Decorations at the temple
In the afternoon we visited the Bund. This is the area along the river where the old 19th Century architecture is located. It also looks out across the river to the economic development area, AKA, all the crazy high rises from the Bond movie. We were all marveling at the architecture as we approached, and group member Tim, summed it up by saying, "Yeah, it looks like a comic book." I agreed. It's not that it's cartoonish or tacky, rather, it is futuristic and sharply angled and LARGE. I can't wait to see it at night. We're going to take another river cruise on the Huangpu River which bisects the city.


Me, the Bund, and my wonky Chinese umbrella 
Like a comic book, right? See the one that looks like a bottle opener? It's to the left of the tall one under construction. I think I might get to go up to the bottom of the window part at the top!

The panorama doesn't really capture it.

Caitlin and Melanie indulge me by posing.
During our visit to the Bund we also walked up Nanjing Road which has even more shopping. This is also high-end and regular-end western shopping, but in China, due to taxes, all the western stuff is high end because of the cost. That part of Nanjing road is a huge pedestrian thoroughfare. Apparently it is also wild with lights and people at night as well.

After sweating through our clothes as we explored the Bund, we traveled to the relative peace and coolness of the Yu Gardens. This was the family home of some rich officials during the Ming Dynasty. It was full of ponds filled with carp, interesting trees sprouting from rocks, doorways cut in interesting shapes, and of course, Chinese-style architecture. It was a very relaxing place to walk around, but we didn't stay long.

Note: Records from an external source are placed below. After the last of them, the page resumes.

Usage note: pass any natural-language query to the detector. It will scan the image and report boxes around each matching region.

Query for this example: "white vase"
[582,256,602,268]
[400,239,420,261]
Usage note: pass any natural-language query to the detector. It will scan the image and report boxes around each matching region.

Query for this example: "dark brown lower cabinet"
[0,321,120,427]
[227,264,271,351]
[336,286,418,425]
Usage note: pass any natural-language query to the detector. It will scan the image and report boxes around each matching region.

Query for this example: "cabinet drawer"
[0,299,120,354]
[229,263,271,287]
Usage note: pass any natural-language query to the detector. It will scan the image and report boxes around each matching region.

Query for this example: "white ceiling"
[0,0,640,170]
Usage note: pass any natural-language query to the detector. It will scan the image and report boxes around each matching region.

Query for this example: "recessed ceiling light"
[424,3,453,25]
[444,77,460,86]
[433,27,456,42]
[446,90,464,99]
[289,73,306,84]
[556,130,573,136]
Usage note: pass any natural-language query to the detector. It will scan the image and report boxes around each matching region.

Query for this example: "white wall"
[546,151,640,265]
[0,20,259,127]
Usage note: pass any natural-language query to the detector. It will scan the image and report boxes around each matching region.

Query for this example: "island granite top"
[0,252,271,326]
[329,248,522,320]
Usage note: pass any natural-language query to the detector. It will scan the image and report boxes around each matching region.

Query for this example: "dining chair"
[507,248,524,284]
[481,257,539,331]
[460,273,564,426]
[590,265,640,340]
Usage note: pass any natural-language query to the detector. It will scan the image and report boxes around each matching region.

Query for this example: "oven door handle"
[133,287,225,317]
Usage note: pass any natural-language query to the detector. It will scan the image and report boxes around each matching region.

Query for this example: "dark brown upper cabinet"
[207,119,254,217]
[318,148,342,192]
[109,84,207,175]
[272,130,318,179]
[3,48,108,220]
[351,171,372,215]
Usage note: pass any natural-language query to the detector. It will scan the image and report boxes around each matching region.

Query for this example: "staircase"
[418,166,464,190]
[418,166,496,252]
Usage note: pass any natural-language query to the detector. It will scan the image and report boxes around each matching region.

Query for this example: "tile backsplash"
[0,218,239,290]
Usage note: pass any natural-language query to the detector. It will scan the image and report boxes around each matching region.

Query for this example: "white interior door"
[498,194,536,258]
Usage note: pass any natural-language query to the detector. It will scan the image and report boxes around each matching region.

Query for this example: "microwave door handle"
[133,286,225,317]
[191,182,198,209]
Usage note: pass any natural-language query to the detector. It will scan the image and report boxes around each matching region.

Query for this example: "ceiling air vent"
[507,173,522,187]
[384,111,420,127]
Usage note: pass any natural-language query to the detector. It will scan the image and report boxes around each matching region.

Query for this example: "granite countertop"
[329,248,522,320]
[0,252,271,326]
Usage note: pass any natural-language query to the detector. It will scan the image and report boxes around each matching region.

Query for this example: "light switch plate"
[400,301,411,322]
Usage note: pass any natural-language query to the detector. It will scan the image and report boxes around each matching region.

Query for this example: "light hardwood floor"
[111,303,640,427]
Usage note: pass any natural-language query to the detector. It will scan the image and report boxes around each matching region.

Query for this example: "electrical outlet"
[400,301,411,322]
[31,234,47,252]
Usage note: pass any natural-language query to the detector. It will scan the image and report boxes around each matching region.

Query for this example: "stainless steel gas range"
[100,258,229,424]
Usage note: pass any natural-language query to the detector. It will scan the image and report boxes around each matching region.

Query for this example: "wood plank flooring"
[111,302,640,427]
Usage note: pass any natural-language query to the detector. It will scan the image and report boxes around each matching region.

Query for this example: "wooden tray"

Ice cream cone-shaped door
Yu Garden scene
Gulp
Why not? Well, there was more shopping to do, of course! We plunged out of the garden refuge and into the throngs of shoppers in the market just outside the garden. I've already bought another bag to carry home all the booty I've gotten. Some people have some pretty good Christmas presents coming their way! We ate a delicious dinner at a restaurant in the market place that our Shanghai guide, Ada, said is a place where important people eat when they visit Shanghai.
Old meets new. The building under construction in the back will be the tallest in China.

This was the building in the market across from our restaurant.
So, a great first day in Shanghai! Tomorrow we will visit a school and meet with more teachers before visiting an art museum in the afternoon.